Search code examples
pythonpython-polarsrolling-computation

Rolling KPI calculations in polars, index not visible


How to add rolling KPI's to original dataframe in polars? when I do group by, I am not seeing an index and so cant join? I want to keep all original columns in dataframe intact but add rolling kpi to the dataframe?

Pandas code:

groups_df = df[mask_for_filter].groupby(['group_identifier'])
rolling_kpi = groups_df[['col_1', 'col_2']].rolling(15, min_periods=1, center=True).median().reset_index(level='group_identifier').sort_index()

df.loc[mask_for_filter, 'col_1_median'] = rolling_kpi['col_1']
df.loc[mask_for_filter, 'col_2_median'] = rolling_kpi['col_2']

Polars:

df = df.filter(mask_for_filter).group_by('group_identifier').agg(
    col_1_median=pl.col('col_1').rolling_median(15, min_periods=1, center=True),
    col_2_median=pl.col('col_2').rolling_median(15, min_periods=1, center=True))

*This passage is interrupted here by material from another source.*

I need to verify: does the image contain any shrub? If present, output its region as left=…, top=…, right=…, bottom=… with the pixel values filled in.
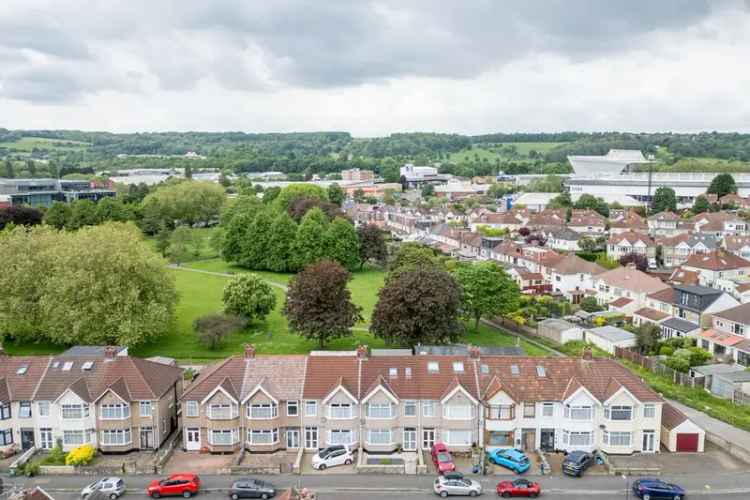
left=65, top=444, right=96, bottom=465
left=193, top=314, right=247, bottom=349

Code: result_df should be same as df, except that with extra rolling median columns which is not happening in above....plus there is no index so can't merge/join

import polars as pl
import numpy as np

np.random.seed(0)
data = {
    'group_identifier': np.random.choice(['A', 'B', 'C'], 100),
    'col_1': np.random.randn(100).round(2),
    'col_2': np.random.randn(100).round(2),
    'other_col': np.random.randn(100).round(2)
}

df = pl.DataFrame(data)

mask_for_filter = df['col_1'] > 0

result_df = df.filter(mask_for_filter).group_by('group_identifier').agg(
    col_1_median=pl.col('col_1').rolling_median(15, min_periods=1, center=True),
    col_2_median=pl.col('col_2').rolling_median(15, min_periods=1, center=True)
)

Solution

  • It looks like you don't need to group by, but to run rolling_median() over window instead.

    • over() to limit calculation to be within group_identifier.
    • name.suffix() to assign names to the new columns.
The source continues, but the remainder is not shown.